Satanism has been described by some detractors as “just Christianity,” but that’s about as nonsensical, inaccurate and insulting to both faiths as describing Christianity as “just Judaism” or Islam as “just Christianity.” To be “Christian” one has to accept Christ as savior. That is the bare minimum of the definition. Satanists obviously do not meet that definition.
I also would shy away from calling Satanism “Neo-pagan.” Neo-paganism strives to recapture something of pre-Christian faiths. Satanism can only be understood as post-Christian. It is a modern phenomenon (particularly in the sense of modernity as beginning around the 1500’s. See Children of Lucifer by Ruben Van Luijk for a deeper understanding of why I say this). Neo-paganism is also often more explicitly Earth-centered than Satanism. This is not to say that ecological concerns and nature-worship have no place in Satanism– they certainly do!– but they are not as fundamental, as central, as they have been in many Neo-pagan movements.
Satanism is strongly influenced by the Western Esoteric tradition, but even within that it is an aberration, since much of Western Esotericism has been Abrahamic (and specifically Judeo-Christian, and this may be one time when that term can ACTUALLY be used accurately*) in nature. I also find it difficult to call Satanism truly “occult,” since “occult” has connotations of secrecy, and much of Satanism today operates fairly overtly and involves few hidden teachings. (There are occult orders within Satanism, of course, but Satanism is not always occult per se.)
Thus I would classify Satanism either broadly as post-Christian, or as a category unto itself. Certainly “Satanism” is a broad and diverse enough term to justify being its own category. You have your atheistic Satanists– LaVeyans, and The Satanic Temple, and others. You have your theistic Satanists and Devil Worshipers. You have your Luciferians, your Setians. You have your Demonolators and Thelemic Satanists and, of course, the fascist Satanists who can fuck off like the Nazi punks they are. The only thing all of these groups have in common is that they say “Satan” like it’s a good thing, that they revere, worship, work with, admire, or aspire to the image of the Adversary.
In closing, Satanism is a unique development occurring in a unique time– this time.

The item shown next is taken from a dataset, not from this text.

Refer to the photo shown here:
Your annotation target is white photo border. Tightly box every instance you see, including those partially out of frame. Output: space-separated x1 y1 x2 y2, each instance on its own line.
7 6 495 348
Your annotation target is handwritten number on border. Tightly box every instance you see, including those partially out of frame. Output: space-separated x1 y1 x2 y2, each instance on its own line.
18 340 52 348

I cannot say with certainty when real Satanism began– scholarship on this question is developing, and new findings do suggest that it is older than LaVey, but probably only by a couple centuries at most (see Van Luijk again). (I personally consider Crowley to have been the first genuine Satanic leader, but I know a lot of Thelemites who would violently disagree, not to mention the entirety of CoS.)
What I can say with complete assurance is that there are more Satanists today than there have ever been before, that the advent of the internet has been absolutely crucial to the proliferation of Satanism, and that this movement is only growing. Serious academic research on Satanism is a rather new field, with a lot of ground-breaking work coming out only in the last five years or so.

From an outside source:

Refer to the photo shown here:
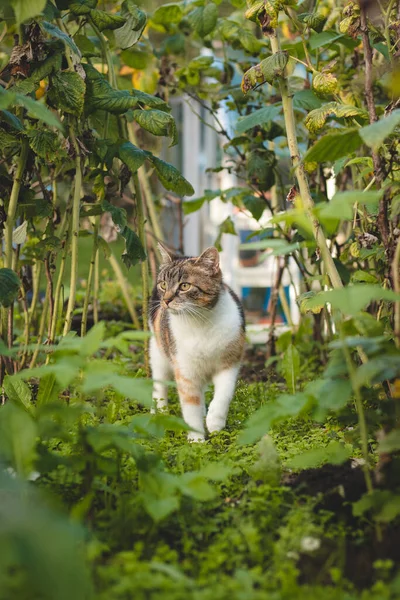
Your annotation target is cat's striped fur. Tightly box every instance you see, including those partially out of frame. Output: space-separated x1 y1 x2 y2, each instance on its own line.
149 245 245 441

This is our time. We are a new religious movement that is gaining serious momentum. It is inevitable that we will be studied further, and study means attempts at classification. That is why I propose Satanism as its own, individual and unique category, in lieu of ungainly attempts to lump it with Neo-paganism, Abrahamic faiths, occultism, or Western Esotericism.
*I used the term “Judeo-Christian” to refer to Western Esotericism because the bulk of it is Christian in ideology but borrows or steals prolifically from Jewish Kabbalah, and loves employing (usually garbled) Hebrew as a magical language. Islamic alchemy and esotericism are influences on Western Esotericism as well, but markedly less so than Jewish esotericism. Most of the time “Judeo-Christian” is a stupid term used when people actually just mean either “Christian” or “Abrahamic,” but in this case I defend my useage because Western Esotericism is genuinely a combination mainly of Judaism and Christianity.